The Writers' Strike: A Digital Media Boon?

Forgive me. I live and work in West Hollywood. I hadn't realized that the writers' strike isn't the lead story on everyone's local news. And while the strike might not be geographically local to everybody reading this, if you work in advertising and/or digital media, then believe me when I say that the repercussions of the ongoing ballyhoo and the outcome of the strike will be hitting very close to home.

A quick recap: There is a large gap between writers and studios on how revenues from digital distribution of content will be shared. Not that I have any particular insight into how the talks have gone thus far, but I can imagine that it's pretty tough to negotiate the sharing of revenue that has no historical precedent, nor any clear method for how said revenue stream will ever be generated. So what does this mean for the digital media and advertising community?

New revenue models for digital media? The truth is that the advertising and digital media community could play a vital role in helping to resolve the current dispute.

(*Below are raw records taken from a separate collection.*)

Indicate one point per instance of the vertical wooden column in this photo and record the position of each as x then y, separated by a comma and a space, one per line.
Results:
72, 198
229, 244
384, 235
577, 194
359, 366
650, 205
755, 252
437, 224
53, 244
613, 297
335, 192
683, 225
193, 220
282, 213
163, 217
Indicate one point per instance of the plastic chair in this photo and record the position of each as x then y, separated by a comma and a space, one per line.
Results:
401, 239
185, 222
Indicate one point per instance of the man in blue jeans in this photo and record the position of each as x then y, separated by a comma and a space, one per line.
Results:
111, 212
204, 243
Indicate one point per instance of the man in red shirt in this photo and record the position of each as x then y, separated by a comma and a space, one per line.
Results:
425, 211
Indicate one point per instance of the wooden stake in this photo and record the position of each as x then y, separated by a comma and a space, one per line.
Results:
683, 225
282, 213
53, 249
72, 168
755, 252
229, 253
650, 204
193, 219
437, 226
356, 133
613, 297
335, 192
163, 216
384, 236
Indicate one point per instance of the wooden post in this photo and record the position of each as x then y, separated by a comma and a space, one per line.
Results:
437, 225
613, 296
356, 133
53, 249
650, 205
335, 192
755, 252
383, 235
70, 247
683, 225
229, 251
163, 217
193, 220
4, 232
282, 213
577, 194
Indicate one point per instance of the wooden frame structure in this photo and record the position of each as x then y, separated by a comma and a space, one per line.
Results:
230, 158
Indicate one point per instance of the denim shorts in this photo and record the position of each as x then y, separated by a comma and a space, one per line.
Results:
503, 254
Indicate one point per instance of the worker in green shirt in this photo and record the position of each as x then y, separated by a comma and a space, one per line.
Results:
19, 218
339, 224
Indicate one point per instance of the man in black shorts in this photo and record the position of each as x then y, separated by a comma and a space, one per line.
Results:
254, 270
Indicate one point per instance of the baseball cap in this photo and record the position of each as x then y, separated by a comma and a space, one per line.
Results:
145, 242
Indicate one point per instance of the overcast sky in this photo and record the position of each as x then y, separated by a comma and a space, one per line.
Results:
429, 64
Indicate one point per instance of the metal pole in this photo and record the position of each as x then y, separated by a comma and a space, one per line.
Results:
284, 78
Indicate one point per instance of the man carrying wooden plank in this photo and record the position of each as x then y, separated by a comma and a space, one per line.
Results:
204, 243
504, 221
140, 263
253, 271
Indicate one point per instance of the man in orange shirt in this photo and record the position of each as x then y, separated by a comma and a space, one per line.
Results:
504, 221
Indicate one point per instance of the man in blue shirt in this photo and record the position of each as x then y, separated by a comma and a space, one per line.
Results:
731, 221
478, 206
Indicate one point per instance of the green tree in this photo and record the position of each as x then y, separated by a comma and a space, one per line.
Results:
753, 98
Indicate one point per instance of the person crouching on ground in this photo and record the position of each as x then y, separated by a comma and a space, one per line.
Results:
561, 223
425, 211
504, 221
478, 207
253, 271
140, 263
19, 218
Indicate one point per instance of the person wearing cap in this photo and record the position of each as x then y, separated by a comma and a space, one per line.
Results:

If necessity is the mother of all invention, then perhaps the necessity of studios and writers to find new revenue models for digital media distribution, so that they can then figure out how to share them, will finally show some true innovation in advertising within professional quality content on the Web. If not because major studios need to solve this issue, then because advertisers will need to solve this problem if they wish to continue reaching people. If neither necessity drives a solution in the short run, then we will see...



Loss of television content. The full effects of the writers' strike has yet to hit television viewers, but as the strike continues, studios risk losing more of viewers' attention to alternate media. One medium's loss is another medium's gain. I don't know what you're all betting on, but I would predict online programming receives a lion's share of the attention that TV loses, due to the eventual lack of original programming (call me cynical, but I think our nation's lack of an attention span has moved us past the novel making a comeback).

Social media in particular could benefit from this trend. The hardest part of finding something worth watching online is sorting through the crap. The best way to sort through the crap is to let the community dictate what gets views. And the medium best equipped to do that is social networks. Want to keep advertising, watch the new generation of online networks like Kush TV on MySpace seamlessly integrate content and brands. There is the real potential that television's loss of consumer attention could have the effect that the loss of attention toward commercials never had: the shifting of dollars from television to digital media.

Surplus of entertainment talent for digital media. What better way to answer a surplus of consumer attention dedicated to the online medium than to have the same writers, actors and other entertainment professionals put out of work by the current strike turn to digital media as an outlet for their creative talent?

This will have two (somewhat opposite) effects in my mind. First, it has the potential to bring studios back to the table as certain talent finds ways to connect to audiences online. Second, as more often than not entertainers find that it's not easy to aggregate an audience online, and it is an even greater challenge to keep and monetize the audience, a majority of the talent will return to the table with a newfound commitment to collaborate with studios to solve the monetization problem. The second point is an important one, as it will be the writers' ability to integrate brands and advertising into content that may truly resolve the issue of revenue generation for digital content distribution.

In the end, we should all be watching the writers' strike closely. We should be hoping for a swift resolution, because I for one don't want to have to watch more reality television (living in West Hollywood, I feel more like a reality-show extra than a person most of the time). And no matter what happens, we should be mindful of the potential implications to our industries as the writers' strike continues.